The area between a curve and a reference line
I wrote the program in the previous section so that the default behavior is to compute the area below the reference line Y=0 and above a curve. However, you can use the third argument to specify the value of the reference line. For example, the following statements compute the areas below the lines Y=0.1 and Y=0.2, respectively:
Area01 = AreaBelow(x,y, 0.1); /* reference line Y=0.1 */ Area02 = AreaBelow(x,y, 0.2); /* reference line Y=0.2 */ print Area01 Area02; |
As you would expect, the magnitude of the area increases as the reference line moves up. In fact, you can visualize the area below the line Y=t and the curve as a function of t. Simply, call the AreaBelow function in a loop for a sequence of increasing t values and plot the results:
t = do(-0.7, 1.0, 0.05); AreaUnder = j(1,ncol(t)); do i = 1 to ncol(t); AreaUnder[i] = AreaBelow(x, y, t[i]); end; title "Area Under Reference Line"; call series(t, AreaUnder) label={'Reference Level' 'Area'} grid={x y} xvalues=do(-0.7, 1.0, 0.1); |
The graph shows that the area under the reference line is a monotonic function. If the reference line is below the minimum value of the curve, the area is zero. As you increase t, the area below the line Y=t and the curve increases in magnitude. After the reference line reaches the maximum value along the curve (Y=0.8 for this example), the magnitude of the area increases linearly. It is difficult to see in the graph above, but the curve is actually linear for t ≥ 0.8.
Summary
You can use numerical integration to determine "how much" of a function is negative. If the function is piecewise linear, the integral over the negative intervals can be computed by using the trapezoid rule. This article shows how to compute the area between a reference line Y=t and a piecewise linear curve. When t=0, this is the "negative area" of the curve.

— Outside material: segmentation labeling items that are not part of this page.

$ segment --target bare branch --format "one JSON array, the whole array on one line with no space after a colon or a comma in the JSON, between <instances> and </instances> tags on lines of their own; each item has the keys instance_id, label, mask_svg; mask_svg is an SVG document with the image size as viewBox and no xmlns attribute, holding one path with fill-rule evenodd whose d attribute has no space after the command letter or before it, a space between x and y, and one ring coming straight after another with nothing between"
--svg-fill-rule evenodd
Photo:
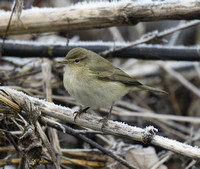
<instances>
[{"instance_id":1,"label":"bare branch","mask_svg":"<svg viewBox=\"0 0 200 169\"><path fill-rule=\"evenodd\" d=\"M13 16L8 35L105 28L164 19L199 19L199 2L126 0L93 2L63 8L33 8L23 10L21 23L17 16ZM9 12L1 12L0 36L4 34L9 18Z\"/></svg>"},{"instance_id":2,"label":"bare branch","mask_svg":"<svg viewBox=\"0 0 200 169\"><path fill-rule=\"evenodd\" d=\"M22 92L18 92L16 90L13 90L7 87L0 87L0 90L4 91L5 93L8 93L11 96L11 98L18 105L22 107L24 105L25 98L28 97L28 99L35 105L35 107L37 107L39 111L42 112L43 115L51 116L65 122L74 123L82 127L88 127L94 130L101 130L99 117L92 116L89 114L84 114L80 118L78 118L75 123L73 111L69 108L58 106L53 103L46 102L44 100L27 96ZM150 143L153 145L160 146L167 150L171 150L175 153L178 153L178 154L181 154L193 159L200 159L199 148L192 147L187 144L183 144L181 142L164 138L158 135L153 135L151 134L151 131L147 129L133 127L124 123L114 122L112 120L109 120L108 124L104 128L104 131L106 133L110 133L117 136L128 137L130 139L137 140L137 141L144 141L144 137L149 136L146 139L149 139Z\"/></svg>"},{"instance_id":3,"label":"bare branch","mask_svg":"<svg viewBox=\"0 0 200 169\"><path fill-rule=\"evenodd\" d=\"M116 48L129 46L131 43L115 42ZM1 45L1 41L0 41ZM5 41L4 56L15 57L64 57L70 49L83 47L94 52L103 52L113 46L113 42L78 42L69 43L37 43L29 41ZM42 51L42 52L41 52ZM179 60L200 61L199 46L163 46L163 45L138 45L119 52L114 52L113 57L137 58L145 60Z\"/></svg>"}]
</instances>

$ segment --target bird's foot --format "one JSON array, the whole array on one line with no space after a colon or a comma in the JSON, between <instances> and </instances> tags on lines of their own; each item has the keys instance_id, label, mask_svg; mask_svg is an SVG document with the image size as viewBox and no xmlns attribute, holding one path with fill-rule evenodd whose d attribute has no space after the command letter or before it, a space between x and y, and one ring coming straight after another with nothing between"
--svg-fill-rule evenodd
<instances>
[{"instance_id":1,"label":"bird's foot","mask_svg":"<svg viewBox=\"0 0 200 169\"><path fill-rule=\"evenodd\" d=\"M76 122L76 119L79 118L80 115L81 115L82 113L87 113L87 110L88 110L88 109L89 109L89 107L86 107L86 108L83 109L83 110L75 111L75 112L73 113L73 115L75 115L75 116L74 116L74 122Z\"/></svg>"},{"instance_id":2,"label":"bird's foot","mask_svg":"<svg viewBox=\"0 0 200 169\"><path fill-rule=\"evenodd\" d=\"M99 123L102 123L102 125L101 125L101 130L102 130L102 131L103 131L103 128L106 126L108 120L110 120L109 117L105 117L105 118L99 120Z\"/></svg>"}]
</instances>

Incidentally, this article is motivated by the same project that inspired me to write about how to test whether a function is monotonically increasing. If a function is monotonically increasing, then its derivative is strictly positive. Therefore, another way to test a function for monotonic increasing is to test whether the derivative is never negative. A way to measure how far a function deviates from being monotonic is to compute the "negative area" for the derivative.